Wednesday, September 3, 2008

MIA: Alaska's "First Dude"

Year ago Nation columnist Katha Politt made astute observation regarding social conservatives and Republican Party public policy. They decried feminism’s influence on the family, arguing that it caused women to leave their homes for work and neglected child rearing; however when lower-income women did so, stayed home, especially on AFDC, those women were decried as lazy and shiftless.

The current edition of the “mommy wars,” the “campaign edition,” underscores this same double-standard thinking that’s become a hallmark of conservative thinking. This all has to do with Gov. Sarah Palin’s nomination as Sen.
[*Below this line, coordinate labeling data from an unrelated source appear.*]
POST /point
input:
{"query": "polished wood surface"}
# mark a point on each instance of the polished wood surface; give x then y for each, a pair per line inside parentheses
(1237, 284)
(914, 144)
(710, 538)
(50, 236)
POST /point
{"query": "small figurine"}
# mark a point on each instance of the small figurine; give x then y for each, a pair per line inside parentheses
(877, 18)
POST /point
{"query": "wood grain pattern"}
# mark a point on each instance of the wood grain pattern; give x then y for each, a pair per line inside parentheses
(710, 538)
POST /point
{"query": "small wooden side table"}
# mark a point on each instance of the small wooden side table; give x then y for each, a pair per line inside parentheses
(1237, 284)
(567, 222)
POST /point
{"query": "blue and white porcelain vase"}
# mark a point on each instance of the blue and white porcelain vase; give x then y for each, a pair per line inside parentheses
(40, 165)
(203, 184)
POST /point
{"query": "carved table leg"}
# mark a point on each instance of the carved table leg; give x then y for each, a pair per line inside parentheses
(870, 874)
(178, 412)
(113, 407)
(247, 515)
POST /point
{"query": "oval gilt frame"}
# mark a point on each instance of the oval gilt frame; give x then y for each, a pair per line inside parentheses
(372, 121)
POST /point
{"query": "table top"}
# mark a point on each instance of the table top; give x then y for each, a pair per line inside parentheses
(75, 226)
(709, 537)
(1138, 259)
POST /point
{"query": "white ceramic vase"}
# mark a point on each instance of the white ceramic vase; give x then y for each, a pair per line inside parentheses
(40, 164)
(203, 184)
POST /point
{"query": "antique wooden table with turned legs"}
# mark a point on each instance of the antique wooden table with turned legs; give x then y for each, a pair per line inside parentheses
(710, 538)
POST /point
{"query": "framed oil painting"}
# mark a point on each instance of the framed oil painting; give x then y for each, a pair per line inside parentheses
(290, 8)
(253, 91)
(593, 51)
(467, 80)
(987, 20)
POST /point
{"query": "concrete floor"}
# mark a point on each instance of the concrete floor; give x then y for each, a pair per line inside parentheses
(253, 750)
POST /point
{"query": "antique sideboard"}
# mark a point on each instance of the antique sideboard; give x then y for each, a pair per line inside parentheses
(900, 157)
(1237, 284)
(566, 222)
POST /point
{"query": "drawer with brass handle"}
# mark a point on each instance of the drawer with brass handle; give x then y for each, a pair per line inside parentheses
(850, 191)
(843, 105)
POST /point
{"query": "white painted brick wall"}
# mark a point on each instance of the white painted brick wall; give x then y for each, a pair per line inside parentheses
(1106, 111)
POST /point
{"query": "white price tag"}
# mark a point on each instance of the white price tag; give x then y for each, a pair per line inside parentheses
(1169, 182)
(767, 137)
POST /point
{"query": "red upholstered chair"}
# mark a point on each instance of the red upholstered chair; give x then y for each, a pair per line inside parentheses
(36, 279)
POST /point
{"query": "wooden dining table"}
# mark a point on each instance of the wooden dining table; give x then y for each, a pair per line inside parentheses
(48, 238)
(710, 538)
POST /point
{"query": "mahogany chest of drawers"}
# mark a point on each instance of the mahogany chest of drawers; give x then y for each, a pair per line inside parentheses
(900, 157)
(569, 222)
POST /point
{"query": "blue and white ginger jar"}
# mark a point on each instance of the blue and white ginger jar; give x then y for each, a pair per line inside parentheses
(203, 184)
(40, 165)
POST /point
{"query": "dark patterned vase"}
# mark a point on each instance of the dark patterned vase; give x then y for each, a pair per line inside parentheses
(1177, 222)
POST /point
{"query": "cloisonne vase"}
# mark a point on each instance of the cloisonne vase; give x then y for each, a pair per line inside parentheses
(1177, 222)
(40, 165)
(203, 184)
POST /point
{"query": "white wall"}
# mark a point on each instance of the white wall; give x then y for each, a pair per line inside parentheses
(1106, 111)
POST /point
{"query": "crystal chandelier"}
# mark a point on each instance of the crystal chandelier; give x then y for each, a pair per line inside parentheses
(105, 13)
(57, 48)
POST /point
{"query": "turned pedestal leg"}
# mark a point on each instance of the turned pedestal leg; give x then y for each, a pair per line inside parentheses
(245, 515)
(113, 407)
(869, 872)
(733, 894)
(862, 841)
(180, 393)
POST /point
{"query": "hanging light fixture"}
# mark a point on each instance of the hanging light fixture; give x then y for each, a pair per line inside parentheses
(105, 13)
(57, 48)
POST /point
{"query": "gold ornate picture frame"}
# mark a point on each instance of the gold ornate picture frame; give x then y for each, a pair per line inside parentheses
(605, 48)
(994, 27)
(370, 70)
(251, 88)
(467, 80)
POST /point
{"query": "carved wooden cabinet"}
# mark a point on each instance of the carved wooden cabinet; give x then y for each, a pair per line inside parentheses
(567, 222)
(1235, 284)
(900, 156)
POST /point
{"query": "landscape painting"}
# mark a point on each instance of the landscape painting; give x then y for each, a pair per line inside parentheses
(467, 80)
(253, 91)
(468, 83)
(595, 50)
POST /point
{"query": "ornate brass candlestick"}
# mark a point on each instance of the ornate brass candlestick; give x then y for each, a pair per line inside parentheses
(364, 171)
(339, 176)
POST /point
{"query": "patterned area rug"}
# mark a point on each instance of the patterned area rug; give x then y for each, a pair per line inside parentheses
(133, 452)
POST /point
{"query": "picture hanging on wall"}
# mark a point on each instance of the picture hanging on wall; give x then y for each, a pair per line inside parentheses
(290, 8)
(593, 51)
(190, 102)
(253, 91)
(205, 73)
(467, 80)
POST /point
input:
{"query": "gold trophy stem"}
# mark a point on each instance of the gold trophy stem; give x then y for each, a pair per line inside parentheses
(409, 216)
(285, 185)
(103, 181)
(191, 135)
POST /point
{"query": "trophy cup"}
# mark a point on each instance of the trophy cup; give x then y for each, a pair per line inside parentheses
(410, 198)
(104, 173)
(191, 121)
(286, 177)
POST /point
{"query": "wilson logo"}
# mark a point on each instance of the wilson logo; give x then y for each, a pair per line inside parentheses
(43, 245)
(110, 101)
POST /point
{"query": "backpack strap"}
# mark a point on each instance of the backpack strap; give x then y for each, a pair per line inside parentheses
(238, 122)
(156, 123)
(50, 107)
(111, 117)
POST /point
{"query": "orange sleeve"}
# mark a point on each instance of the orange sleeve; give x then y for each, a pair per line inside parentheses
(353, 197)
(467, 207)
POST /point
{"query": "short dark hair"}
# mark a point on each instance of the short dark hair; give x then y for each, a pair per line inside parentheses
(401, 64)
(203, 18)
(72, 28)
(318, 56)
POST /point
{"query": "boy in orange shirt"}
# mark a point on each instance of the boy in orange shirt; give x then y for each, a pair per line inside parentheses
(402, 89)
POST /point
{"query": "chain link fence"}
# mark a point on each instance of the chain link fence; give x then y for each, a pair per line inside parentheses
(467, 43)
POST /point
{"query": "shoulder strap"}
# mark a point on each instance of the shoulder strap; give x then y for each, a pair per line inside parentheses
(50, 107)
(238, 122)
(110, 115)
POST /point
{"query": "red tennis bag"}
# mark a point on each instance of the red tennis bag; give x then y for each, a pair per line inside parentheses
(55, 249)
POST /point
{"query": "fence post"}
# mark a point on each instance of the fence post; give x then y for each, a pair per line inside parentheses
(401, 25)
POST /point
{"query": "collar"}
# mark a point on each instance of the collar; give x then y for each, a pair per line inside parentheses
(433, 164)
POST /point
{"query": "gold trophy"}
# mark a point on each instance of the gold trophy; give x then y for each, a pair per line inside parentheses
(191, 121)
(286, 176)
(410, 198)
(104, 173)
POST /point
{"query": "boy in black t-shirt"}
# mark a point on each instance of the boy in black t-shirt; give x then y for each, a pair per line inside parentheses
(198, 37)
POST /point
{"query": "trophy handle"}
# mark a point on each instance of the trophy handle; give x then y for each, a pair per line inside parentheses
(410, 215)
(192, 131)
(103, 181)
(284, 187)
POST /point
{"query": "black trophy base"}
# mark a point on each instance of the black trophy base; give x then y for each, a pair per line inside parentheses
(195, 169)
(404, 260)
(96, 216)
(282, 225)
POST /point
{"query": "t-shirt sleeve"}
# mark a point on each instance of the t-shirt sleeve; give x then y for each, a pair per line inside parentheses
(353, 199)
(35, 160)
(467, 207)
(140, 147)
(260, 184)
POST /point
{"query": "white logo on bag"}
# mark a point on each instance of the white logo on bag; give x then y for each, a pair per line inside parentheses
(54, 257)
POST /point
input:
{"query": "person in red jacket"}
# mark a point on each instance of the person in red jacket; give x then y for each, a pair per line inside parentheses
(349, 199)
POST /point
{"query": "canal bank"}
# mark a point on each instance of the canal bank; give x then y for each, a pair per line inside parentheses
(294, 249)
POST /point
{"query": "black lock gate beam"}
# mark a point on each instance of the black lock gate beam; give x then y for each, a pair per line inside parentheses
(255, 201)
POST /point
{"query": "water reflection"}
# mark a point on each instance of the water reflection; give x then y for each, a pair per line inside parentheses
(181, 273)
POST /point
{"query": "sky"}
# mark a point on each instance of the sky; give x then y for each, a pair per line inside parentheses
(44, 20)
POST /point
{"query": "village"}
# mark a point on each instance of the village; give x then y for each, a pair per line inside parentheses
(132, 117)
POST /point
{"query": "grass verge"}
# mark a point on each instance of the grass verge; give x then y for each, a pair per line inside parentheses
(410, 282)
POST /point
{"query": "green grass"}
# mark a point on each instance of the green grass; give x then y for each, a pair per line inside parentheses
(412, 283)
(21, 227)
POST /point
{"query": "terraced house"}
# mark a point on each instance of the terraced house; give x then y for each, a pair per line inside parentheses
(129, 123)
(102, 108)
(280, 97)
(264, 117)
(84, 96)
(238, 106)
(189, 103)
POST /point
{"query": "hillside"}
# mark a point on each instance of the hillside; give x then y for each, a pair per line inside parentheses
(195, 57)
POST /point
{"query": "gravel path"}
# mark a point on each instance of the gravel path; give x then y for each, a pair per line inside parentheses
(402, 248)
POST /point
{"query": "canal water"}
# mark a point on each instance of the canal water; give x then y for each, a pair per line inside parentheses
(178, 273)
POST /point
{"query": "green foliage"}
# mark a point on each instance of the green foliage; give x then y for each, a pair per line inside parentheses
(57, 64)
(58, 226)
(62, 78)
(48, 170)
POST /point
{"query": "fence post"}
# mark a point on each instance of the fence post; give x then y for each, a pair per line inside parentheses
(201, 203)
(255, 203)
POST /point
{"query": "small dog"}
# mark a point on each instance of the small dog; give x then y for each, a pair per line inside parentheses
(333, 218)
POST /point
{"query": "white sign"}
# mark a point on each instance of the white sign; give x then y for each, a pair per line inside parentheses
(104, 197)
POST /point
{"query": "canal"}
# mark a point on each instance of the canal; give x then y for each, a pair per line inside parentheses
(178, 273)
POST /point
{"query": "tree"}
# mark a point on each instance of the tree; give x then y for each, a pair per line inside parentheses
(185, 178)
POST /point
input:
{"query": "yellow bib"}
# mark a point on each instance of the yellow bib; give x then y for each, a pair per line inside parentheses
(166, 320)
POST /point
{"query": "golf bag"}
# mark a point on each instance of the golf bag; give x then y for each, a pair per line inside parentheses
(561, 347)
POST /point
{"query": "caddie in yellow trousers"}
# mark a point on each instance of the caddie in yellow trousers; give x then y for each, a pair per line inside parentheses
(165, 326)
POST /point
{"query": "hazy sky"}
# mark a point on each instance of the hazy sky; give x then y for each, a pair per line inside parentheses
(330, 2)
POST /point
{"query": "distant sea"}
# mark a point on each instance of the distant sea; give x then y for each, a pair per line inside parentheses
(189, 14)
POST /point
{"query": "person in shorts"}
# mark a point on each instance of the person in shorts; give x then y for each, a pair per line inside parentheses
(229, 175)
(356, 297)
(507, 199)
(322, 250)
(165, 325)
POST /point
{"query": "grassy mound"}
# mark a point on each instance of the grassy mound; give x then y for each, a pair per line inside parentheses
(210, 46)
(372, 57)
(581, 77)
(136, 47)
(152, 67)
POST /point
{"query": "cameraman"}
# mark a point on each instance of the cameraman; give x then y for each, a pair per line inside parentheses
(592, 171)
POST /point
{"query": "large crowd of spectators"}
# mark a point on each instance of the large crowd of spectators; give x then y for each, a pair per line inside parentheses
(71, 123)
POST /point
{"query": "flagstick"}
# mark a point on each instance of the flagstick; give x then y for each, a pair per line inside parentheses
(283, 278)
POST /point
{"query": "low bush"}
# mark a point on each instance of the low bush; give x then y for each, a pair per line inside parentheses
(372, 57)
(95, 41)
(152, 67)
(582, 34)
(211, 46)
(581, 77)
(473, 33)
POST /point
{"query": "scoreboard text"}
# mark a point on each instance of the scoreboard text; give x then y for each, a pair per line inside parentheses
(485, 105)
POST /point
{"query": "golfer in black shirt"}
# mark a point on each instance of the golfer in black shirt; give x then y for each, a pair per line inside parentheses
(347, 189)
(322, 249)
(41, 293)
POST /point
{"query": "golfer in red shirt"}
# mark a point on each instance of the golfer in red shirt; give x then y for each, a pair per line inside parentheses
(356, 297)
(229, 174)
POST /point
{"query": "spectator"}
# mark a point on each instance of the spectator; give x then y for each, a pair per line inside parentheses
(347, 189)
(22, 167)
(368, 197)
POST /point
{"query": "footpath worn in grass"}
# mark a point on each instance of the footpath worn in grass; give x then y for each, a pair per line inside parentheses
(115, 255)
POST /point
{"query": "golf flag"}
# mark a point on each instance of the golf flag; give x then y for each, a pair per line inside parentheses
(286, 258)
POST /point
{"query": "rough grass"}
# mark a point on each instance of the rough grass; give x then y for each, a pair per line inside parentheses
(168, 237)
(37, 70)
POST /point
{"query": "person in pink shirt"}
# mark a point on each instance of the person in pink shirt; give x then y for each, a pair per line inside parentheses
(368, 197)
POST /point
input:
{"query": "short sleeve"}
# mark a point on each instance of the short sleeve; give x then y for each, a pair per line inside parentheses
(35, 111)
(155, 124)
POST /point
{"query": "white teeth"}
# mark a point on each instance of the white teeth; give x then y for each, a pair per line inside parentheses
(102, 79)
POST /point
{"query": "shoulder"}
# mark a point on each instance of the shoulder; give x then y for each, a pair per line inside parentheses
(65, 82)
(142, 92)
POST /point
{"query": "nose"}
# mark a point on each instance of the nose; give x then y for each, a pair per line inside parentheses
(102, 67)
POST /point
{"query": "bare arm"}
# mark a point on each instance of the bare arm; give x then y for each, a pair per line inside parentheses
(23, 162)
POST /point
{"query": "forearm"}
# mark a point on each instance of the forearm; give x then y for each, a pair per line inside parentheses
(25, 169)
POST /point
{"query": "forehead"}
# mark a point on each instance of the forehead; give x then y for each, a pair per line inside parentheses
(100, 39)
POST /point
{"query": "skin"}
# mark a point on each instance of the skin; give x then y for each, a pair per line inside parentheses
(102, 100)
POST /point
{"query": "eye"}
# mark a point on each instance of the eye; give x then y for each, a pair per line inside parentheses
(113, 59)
John McCain’s vice president, and the fact that she has five children.

Conservatives who have touted stay-at-home moms now revel in the fact that she is a working mother and one who has decided not to abort her recent child, a son with Downs Syndrome. Even more interesting is listening to and reading how conservatives find compassion for Palin’s 17-year old daughter, Bristol, who is five-months pregnant. For years conservatives have railed against out-of-wedlock teenage pregnancy when it happened to lower-income families of colored.

And let’s be clear about this point. If this had happened to, say, Obama's 17 year-old daughter, this would have been been proof-positive that Obama was unfit for office. That if he couldn't control his own daughter, how could he be steward of the nation? When you read how Republicans spin this, it really truly underscores the GOP's sense of "traditional family values."

Those people are always having children out of wedlock. However, when the right sort of people have children out of wedlock, it's just a "personal family problem." But now that it has happened to one of their own? Republicans collectively shrug their shoulders as if saying, “Shit happens.”

However, what makes this even more interesting is that upon reading the Times’ article by Jodi Kantor, “A New Twist in the Debate on Mothers .” One pivotal actor wasn’t even mentioned in the Palin family drama: Todd Palin, Alaska’s “First Dude,” the governor's husband. As a matter of fact when the Today Show did its sophomoric take on the “mommy wars,” Todd Palin was seen but wasn’t even mentioned as possible helpmate in child rearing.

The basic, generic assumption, once again, is that real men don't engage in child rearing. They are not seen as doing their 50 percent. In the Times article and the Today Show segment, fathers were missing in action. All the responsibility of child rearing is solely in the realm of women, who are no longer respected or exalted as MOTHERS but have been reduced to being mere "moms" or "mommies, " the latest metric of domestic consumption. "Five out of ten moms like Momex because..."

Once again, the obliviousness to society's double standard goes by the way side. When Obama gave a speech on fathers being missing in their children's lives on Father's Day, he was upbraided by some, especially Jesse Jackson, for talking down to black people, but other saw it as a message that applied to all fathers.

In his Democratic Party convention acceptance speech, he said this about fathers: Yes, we must provide more ladders to success for young men who fall into lives of crime and despair. But we must also admit that programs alone can't replace parents, that government can't turn off the television and make a child do her homework, that fathers must take more responsibility to provide love and guidance to their children.

However, when reading and listening to the tracts of the so-called mommy wars, Todd Palin seems to be missing in action while in plain and obvious sight.